Growing up in New York, I thought of WBAI as part of the environment. What you heard there didn’t always make sense, but it was certainly different, and often amusing.

This article by a WBAI broadcaster and producer is a sad recounting of the canning of his show by the station. I don’t really know if it’s sad that Bill Weinberg’s show is gone, because I’ve never heard it. But his article leaves the impression that he’s a sensible fellow, and the tale he tells of WBAI’s recent decline is sad indeed.

According to Weinberg, the station now either features the following characters on the air or offers their products as premiums to reward listener contributions: Gary Null, who recently departed DC’s WPFW and whom Weinberg describes as a “mini-mogul” who markets “dubious products”, and who is “notorious as an HIV-AIDS denialist;” David Icke, “who maintains that the world is secretly run by”shape-shifting reptilians" from another dimension;” George Galloway, the former member of the U.K. parliament, who — well, Weinberg barely has space to scratch the surface of this shady figure, who supported the election of Iran’s Mahmoud Ahmadinejad and who has praised Syrian dictator Bashar al-Assad as a “breath of fresh air;” and several other depressing creeps and weirdos.

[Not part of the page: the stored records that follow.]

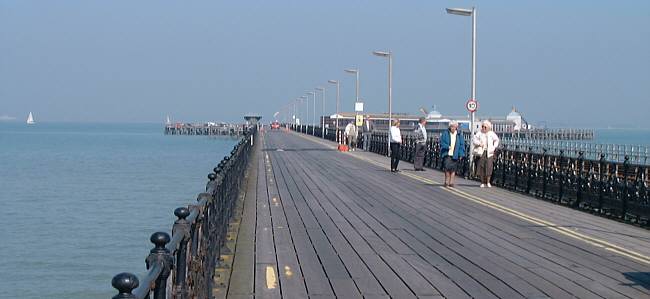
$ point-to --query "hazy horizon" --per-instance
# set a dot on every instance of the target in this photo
(565, 64)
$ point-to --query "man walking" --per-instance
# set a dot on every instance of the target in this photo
(395, 136)
(420, 144)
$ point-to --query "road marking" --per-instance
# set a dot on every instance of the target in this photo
(271, 281)
(543, 223)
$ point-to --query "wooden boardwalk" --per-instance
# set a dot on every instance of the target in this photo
(318, 223)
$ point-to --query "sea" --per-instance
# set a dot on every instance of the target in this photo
(80, 200)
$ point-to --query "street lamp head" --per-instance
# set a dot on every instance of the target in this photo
(460, 11)
(381, 53)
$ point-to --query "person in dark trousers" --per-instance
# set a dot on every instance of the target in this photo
(420, 133)
(367, 132)
(395, 144)
(452, 149)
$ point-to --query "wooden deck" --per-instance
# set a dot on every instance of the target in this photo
(318, 223)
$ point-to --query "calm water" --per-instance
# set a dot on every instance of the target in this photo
(81, 200)
(623, 136)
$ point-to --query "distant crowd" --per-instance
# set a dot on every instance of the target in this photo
(452, 148)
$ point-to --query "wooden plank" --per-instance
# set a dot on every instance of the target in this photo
(291, 278)
(241, 283)
(350, 207)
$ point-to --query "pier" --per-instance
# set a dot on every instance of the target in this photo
(312, 222)
(204, 129)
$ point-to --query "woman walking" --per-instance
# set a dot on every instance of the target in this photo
(452, 149)
(395, 144)
(485, 142)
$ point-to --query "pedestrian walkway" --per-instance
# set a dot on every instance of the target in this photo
(319, 223)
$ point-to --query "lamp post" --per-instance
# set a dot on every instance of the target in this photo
(356, 72)
(322, 128)
(313, 116)
(470, 13)
(389, 55)
(338, 94)
(305, 99)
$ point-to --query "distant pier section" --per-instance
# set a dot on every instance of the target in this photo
(212, 128)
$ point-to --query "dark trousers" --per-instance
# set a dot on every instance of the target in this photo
(418, 161)
(394, 155)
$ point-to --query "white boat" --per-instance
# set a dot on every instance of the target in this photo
(30, 119)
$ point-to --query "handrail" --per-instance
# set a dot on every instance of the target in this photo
(614, 185)
(198, 239)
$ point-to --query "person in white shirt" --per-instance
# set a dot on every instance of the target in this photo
(346, 133)
(485, 142)
(395, 145)
(420, 133)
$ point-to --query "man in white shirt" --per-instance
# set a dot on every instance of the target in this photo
(420, 144)
(395, 145)
(346, 133)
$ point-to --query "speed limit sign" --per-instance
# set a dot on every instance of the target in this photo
(472, 105)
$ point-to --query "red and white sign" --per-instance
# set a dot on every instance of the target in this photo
(472, 105)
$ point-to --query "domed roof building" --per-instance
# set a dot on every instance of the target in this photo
(434, 114)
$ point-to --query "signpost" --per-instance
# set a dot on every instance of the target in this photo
(472, 105)
(359, 120)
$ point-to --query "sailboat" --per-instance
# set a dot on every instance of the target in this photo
(30, 119)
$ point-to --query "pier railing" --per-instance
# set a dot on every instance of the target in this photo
(602, 180)
(182, 265)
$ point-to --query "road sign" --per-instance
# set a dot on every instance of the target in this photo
(359, 120)
(472, 105)
(358, 106)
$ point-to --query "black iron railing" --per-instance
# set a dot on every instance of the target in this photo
(187, 260)
(604, 186)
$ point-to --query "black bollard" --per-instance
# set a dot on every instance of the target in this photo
(125, 283)
(181, 226)
(160, 255)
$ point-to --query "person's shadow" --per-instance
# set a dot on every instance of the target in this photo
(638, 279)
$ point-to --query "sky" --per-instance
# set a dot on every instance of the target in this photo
(560, 63)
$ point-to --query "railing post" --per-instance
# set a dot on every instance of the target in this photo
(160, 255)
(529, 169)
(562, 177)
(125, 283)
(626, 195)
(181, 226)
(601, 182)
(579, 179)
(545, 171)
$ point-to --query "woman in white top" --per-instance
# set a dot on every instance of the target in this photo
(485, 142)
(395, 145)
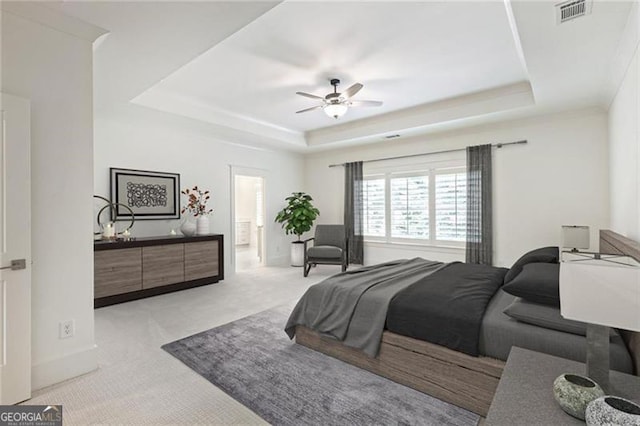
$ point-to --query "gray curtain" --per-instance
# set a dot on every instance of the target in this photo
(353, 210)
(479, 248)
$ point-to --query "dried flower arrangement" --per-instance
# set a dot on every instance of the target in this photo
(196, 201)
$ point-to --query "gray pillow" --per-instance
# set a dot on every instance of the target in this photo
(541, 255)
(538, 283)
(545, 316)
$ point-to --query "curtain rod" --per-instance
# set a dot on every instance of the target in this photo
(497, 145)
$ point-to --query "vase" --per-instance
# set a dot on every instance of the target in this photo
(188, 228)
(612, 410)
(297, 253)
(574, 393)
(202, 225)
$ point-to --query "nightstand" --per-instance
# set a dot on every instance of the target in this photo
(525, 397)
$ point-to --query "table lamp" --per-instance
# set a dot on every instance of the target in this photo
(603, 291)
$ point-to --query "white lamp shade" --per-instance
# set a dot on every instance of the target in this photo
(575, 237)
(601, 292)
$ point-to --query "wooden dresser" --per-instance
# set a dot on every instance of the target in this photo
(129, 270)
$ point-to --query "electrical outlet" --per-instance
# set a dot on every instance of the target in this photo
(66, 329)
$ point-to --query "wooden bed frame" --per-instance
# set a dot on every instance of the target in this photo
(466, 381)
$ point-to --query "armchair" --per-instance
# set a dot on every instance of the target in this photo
(330, 247)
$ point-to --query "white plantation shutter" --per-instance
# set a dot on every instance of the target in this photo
(409, 206)
(427, 206)
(451, 206)
(373, 214)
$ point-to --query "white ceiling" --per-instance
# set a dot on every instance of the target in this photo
(238, 64)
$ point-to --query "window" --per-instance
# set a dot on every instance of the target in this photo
(374, 207)
(421, 207)
(409, 202)
(451, 206)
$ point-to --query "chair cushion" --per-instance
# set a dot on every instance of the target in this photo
(324, 252)
(330, 235)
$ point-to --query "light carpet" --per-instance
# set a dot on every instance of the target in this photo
(253, 361)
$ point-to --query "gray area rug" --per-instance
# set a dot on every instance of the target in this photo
(254, 362)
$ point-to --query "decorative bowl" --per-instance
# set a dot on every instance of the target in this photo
(574, 393)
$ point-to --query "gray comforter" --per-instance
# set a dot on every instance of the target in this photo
(352, 306)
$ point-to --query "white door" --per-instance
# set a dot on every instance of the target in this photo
(15, 251)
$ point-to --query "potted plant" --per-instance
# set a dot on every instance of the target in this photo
(197, 205)
(297, 218)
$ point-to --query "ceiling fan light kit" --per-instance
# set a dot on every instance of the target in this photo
(337, 104)
(335, 110)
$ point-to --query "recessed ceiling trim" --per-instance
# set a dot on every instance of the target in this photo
(187, 107)
(435, 113)
(48, 16)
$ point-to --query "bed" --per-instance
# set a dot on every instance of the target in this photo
(465, 379)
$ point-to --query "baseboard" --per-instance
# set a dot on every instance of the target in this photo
(279, 260)
(57, 370)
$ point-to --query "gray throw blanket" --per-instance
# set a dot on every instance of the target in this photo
(352, 306)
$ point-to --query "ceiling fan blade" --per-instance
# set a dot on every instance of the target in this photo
(352, 90)
(365, 103)
(309, 109)
(309, 95)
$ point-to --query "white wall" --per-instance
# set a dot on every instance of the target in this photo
(144, 139)
(624, 137)
(560, 177)
(54, 70)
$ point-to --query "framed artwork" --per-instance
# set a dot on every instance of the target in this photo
(150, 195)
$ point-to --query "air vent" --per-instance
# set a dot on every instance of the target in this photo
(572, 9)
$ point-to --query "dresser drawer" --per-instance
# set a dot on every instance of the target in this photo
(117, 271)
(201, 260)
(162, 265)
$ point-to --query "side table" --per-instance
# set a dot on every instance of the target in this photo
(525, 397)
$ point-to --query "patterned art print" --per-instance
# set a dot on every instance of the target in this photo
(151, 195)
(145, 195)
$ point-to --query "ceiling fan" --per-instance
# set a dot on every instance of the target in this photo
(336, 104)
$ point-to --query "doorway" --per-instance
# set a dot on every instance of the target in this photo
(249, 212)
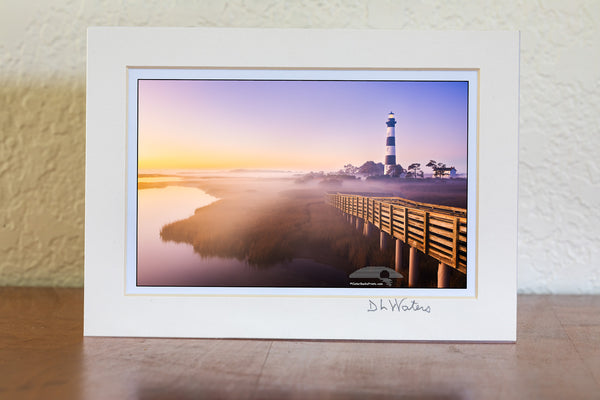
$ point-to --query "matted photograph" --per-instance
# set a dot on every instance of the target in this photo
(301, 184)
(310, 179)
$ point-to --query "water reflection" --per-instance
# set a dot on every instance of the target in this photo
(166, 263)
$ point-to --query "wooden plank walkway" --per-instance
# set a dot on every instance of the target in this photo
(438, 231)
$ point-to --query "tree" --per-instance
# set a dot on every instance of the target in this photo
(439, 169)
(371, 169)
(414, 170)
(395, 170)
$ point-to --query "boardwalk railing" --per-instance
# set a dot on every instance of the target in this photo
(438, 231)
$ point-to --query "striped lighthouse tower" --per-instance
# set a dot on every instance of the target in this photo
(390, 143)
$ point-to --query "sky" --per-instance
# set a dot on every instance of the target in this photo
(298, 125)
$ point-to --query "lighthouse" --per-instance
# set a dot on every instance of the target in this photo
(390, 143)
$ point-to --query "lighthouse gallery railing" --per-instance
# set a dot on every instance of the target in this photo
(438, 231)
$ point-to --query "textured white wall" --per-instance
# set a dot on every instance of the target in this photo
(42, 118)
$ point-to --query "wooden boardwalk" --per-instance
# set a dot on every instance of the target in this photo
(438, 231)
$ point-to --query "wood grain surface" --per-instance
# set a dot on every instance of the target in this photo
(44, 356)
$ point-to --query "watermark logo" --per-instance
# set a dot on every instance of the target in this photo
(374, 276)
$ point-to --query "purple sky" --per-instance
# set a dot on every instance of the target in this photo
(299, 125)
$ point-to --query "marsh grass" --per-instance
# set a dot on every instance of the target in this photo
(269, 226)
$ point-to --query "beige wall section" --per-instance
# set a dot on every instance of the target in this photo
(42, 119)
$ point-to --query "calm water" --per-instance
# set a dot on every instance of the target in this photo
(176, 264)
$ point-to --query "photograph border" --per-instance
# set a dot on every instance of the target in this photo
(345, 75)
(489, 315)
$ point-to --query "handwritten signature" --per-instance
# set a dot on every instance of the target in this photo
(395, 305)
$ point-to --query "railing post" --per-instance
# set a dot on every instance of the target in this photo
(443, 275)
(367, 230)
(382, 240)
(413, 267)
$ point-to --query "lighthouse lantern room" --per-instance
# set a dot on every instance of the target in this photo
(390, 143)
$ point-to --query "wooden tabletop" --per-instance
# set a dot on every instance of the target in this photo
(44, 356)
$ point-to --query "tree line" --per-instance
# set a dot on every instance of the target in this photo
(373, 169)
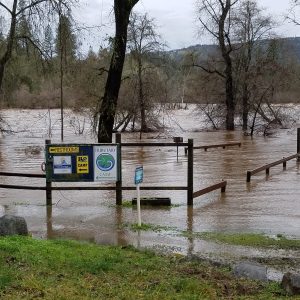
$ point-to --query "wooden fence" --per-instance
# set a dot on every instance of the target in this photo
(273, 164)
(119, 184)
(214, 146)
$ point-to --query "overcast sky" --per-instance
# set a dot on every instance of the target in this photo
(175, 19)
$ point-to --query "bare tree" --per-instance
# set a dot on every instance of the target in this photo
(215, 19)
(250, 27)
(108, 104)
(34, 9)
(143, 41)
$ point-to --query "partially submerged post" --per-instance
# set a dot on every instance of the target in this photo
(177, 140)
(138, 179)
(119, 182)
(190, 181)
(48, 180)
(298, 143)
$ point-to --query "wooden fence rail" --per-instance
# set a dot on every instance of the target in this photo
(268, 166)
(213, 146)
(222, 185)
(119, 186)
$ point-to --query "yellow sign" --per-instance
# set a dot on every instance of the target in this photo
(64, 150)
(82, 164)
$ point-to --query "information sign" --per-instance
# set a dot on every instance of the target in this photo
(62, 165)
(82, 164)
(86, 162)
(139, 175)
(105, 163)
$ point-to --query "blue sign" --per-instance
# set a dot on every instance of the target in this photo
(139, 174)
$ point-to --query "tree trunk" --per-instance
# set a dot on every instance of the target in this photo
(107, 111)
(245, 106)
(10, 41)
(144, 127)
(226, 50)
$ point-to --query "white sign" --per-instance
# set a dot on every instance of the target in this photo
(105, 163)
(62, 165)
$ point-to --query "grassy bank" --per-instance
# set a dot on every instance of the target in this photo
(249, 239)
(72, 270)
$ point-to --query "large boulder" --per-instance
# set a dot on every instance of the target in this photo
(251, 271)
(12, 225)
(291, 283)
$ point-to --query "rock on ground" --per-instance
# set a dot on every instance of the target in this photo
(13, 225)
(251, 271)
(291, 283)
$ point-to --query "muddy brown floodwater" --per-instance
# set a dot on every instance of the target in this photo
(269, 205)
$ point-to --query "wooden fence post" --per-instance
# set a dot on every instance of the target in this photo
(48, 182)
(119, 182)
(248, 176)
(298, 143)
(190, 178)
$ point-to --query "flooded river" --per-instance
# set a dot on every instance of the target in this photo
(268, 205)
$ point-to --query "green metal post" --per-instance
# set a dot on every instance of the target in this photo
(119, 182)
(48, 182)
(190, 181)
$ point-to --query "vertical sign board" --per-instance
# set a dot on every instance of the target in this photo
(138, 179)
(106, 163)
(82, 162)
(138, 175)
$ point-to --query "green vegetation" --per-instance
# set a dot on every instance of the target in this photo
(72, 270)
(249, 239)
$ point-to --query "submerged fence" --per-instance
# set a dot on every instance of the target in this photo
(189, 187)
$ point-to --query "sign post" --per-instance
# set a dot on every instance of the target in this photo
(138, 179)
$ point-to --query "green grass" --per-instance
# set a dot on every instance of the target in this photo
(72, 270)
(249, 239)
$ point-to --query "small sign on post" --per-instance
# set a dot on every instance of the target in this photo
(138, 179)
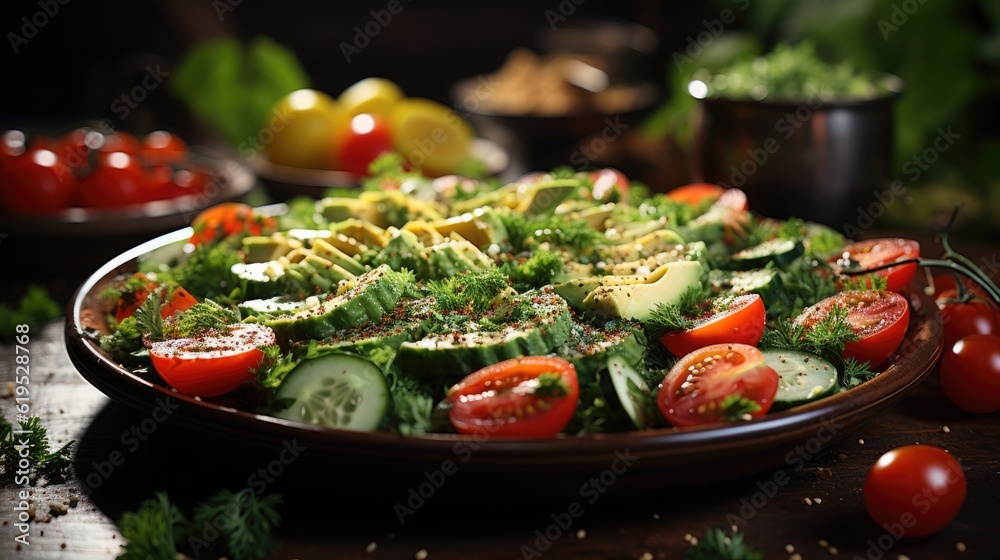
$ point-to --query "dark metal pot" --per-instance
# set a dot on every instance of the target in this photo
(815, 160)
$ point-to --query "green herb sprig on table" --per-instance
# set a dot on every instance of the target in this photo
(233, 524)
(51, 466)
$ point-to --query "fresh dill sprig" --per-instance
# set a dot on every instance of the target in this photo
(469, 293)
(244, 522)
(52, 466)
(152, 531)
(865, 282)
(717, 545)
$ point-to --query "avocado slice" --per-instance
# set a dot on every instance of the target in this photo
(637, 300)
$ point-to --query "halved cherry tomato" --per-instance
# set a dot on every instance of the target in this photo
(970, 373)
(163, 147)
(695, 193)
(915, 490)
(737, 319)
(695, 389)
(861, 256)
(505, 398)
(228, 218)
(214, 363)
(608, 181)
(367, 136)
(878, 318)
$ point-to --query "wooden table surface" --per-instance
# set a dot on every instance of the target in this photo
(329, 517)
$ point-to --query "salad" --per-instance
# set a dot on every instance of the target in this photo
(563, 302)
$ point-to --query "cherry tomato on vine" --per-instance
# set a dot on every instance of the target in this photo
(738, 319)
(117, 180)
(970, 373)
(211, 364)
(861, 256)
(915, 490)
(36, 182)
(960, 319)
(695, 390)
(878, 318)
(509, 398)
(366, 137)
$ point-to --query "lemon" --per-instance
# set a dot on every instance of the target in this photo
(430, 135)
(371, 95)
(302, 130)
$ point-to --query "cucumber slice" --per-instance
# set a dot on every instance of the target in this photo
(336, 391)
(629, 391)
(803, 377)
(780, 251)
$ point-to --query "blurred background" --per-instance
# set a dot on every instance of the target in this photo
(68, 63)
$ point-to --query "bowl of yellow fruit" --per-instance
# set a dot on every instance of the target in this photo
(312, 140)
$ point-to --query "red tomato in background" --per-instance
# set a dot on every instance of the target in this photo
(212, 364)
(695, 388)
(367, 136)
(915, 490)
(878, 318)
(162, 147)
(501, 400)
(970, 373)
(740, 319)
(117, 180)
(695, 193)
(858, 257)
(36, 182)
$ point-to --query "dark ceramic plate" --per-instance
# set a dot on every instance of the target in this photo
(231, 180)
(662, 459)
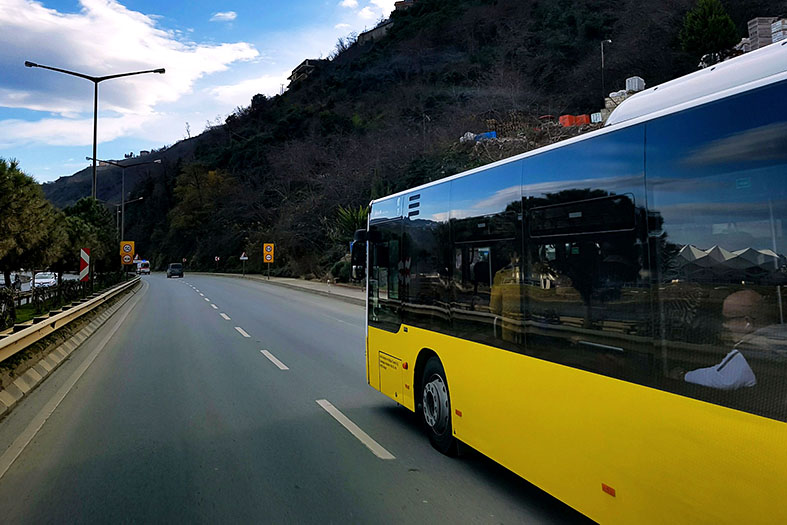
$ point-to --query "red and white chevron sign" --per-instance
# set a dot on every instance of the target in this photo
(84, 265)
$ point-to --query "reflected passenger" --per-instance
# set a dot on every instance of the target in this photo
(745, 326)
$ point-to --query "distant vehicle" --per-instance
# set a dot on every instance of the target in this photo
(175, 270)
(45, 280)
(143, 268)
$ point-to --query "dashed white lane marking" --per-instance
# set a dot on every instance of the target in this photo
(272, 359)
(355, 430)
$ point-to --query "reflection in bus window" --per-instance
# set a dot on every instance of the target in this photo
(384, 275)
(424, 266)
(587, 294)
(716, 180)
(486, 227)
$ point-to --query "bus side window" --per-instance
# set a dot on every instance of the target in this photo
(486, 227)
(587, 294)
(384, 276)
(717, 210)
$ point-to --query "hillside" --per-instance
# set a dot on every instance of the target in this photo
(387, 115)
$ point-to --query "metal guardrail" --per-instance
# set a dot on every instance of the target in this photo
(18, 341)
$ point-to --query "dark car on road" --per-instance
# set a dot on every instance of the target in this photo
(175, 270)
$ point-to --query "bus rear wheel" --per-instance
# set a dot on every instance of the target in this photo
(436, 407)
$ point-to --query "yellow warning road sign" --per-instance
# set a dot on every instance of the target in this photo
(127, 248)
(127, 252)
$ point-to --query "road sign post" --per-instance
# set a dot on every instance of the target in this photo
(268, 252)
(244, 258)
(126, 253)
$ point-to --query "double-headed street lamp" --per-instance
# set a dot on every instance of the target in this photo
(123, 201)
(95, 81)
(117, 212)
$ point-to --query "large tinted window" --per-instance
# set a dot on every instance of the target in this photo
(717, 185)
(486, 256)
(386, 276)
(425, 258)
(587, 292)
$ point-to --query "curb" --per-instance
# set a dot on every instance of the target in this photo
(27, 382)
(345, 298)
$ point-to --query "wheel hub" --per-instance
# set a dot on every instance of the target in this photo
(435, 403)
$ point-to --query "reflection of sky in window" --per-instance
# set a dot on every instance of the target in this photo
(487, 192)
(716, 183)
(433, 203)
(611, 162)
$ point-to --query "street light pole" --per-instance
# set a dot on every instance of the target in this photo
(95, 81)
(603, 88)
(123, 188)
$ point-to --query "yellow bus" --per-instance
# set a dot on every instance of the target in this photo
(605, 316)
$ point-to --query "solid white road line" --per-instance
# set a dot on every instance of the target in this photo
(273, 360)
(355, 430)
(27, 435)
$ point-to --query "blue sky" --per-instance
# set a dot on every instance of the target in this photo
(217, 56)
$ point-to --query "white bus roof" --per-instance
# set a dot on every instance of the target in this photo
(751, 70)
(756, 65)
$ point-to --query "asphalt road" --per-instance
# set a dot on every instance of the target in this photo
(182, 418)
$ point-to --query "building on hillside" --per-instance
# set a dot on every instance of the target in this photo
(633, 85)
(744, 46)
(375, 34)
(760, 33)
(779, 30)
(304, 69)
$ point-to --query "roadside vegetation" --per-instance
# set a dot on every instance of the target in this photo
(35, 236)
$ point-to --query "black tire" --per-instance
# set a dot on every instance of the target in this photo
(435, 407)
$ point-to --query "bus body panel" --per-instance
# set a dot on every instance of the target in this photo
(667, 457)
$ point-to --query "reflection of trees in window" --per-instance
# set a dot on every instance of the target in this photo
(587, 236)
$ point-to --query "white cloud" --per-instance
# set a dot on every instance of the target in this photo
(68, 132)
(226, 16)
(240, 94)
(120, 40)
(367, 13)
(386, 6)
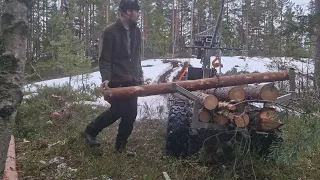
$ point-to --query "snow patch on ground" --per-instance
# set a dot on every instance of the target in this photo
(155, 106)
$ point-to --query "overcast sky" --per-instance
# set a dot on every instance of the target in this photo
(301, 2)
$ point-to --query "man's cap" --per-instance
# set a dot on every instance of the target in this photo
(129, 5)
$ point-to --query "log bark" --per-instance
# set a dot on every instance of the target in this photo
(266, 92)
(210, 102)
(194, 85)
(13, 41)
(204, 115)
(226, 105)
(221, 120)
(231, 93)
(263, 119)
(241, 120)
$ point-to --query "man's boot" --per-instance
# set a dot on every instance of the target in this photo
(90, 140)
(121, 146)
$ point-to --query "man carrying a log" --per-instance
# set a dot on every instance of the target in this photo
(120, 66)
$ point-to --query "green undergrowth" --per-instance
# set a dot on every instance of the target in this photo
(51, 148)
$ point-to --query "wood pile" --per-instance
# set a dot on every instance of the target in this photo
(228, 105)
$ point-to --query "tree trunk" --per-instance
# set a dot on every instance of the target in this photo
(317, 55)
(228, 93)
(210, 102)
(266, 92)
(13, 39)
(194, 85)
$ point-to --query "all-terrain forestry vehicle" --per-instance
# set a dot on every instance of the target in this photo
(212, 111)
(215, 117)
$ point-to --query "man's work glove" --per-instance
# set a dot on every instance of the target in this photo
(104, 87)
(141, 81)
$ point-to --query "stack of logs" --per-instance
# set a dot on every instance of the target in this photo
(229, 105)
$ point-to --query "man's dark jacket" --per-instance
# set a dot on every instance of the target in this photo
(115, 62)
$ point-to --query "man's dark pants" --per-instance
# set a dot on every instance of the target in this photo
(124, 108)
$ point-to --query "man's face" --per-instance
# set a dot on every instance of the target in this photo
(133, 15)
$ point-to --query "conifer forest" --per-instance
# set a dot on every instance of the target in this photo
(254, 113)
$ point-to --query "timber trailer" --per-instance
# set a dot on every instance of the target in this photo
(212, 118)
(208, 111)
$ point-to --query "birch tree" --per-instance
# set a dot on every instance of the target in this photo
(13, 43)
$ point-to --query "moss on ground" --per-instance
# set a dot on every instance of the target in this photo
(53, 149)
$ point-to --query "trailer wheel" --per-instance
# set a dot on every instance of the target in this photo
(178, 129)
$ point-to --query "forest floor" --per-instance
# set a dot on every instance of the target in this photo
(51, 148)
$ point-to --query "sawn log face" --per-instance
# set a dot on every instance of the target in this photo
(266, 92)
(194, 85)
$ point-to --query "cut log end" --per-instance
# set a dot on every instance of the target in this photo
(237, 94)
(269, 93)
(220, 120)
(269, 120)
(241, 120)
(204, 116)
(210, 102)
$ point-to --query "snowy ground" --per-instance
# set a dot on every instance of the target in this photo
(155, 106)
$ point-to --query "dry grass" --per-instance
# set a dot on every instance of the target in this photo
(41, 140)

I happen to know from personal experience that some of the people Weinberg discusses do not take criticism well. I hope they leave him be and that he finds a way to speak to his audience through the internet. It might seem that more modern means of communication make worrying over who gets to be on the radio, and radio itself, rather quaint, but there are still many people who don’t have reliable access to the internet, and these are just the people whom WBAI and its sister stations have claimed to be eager to serve.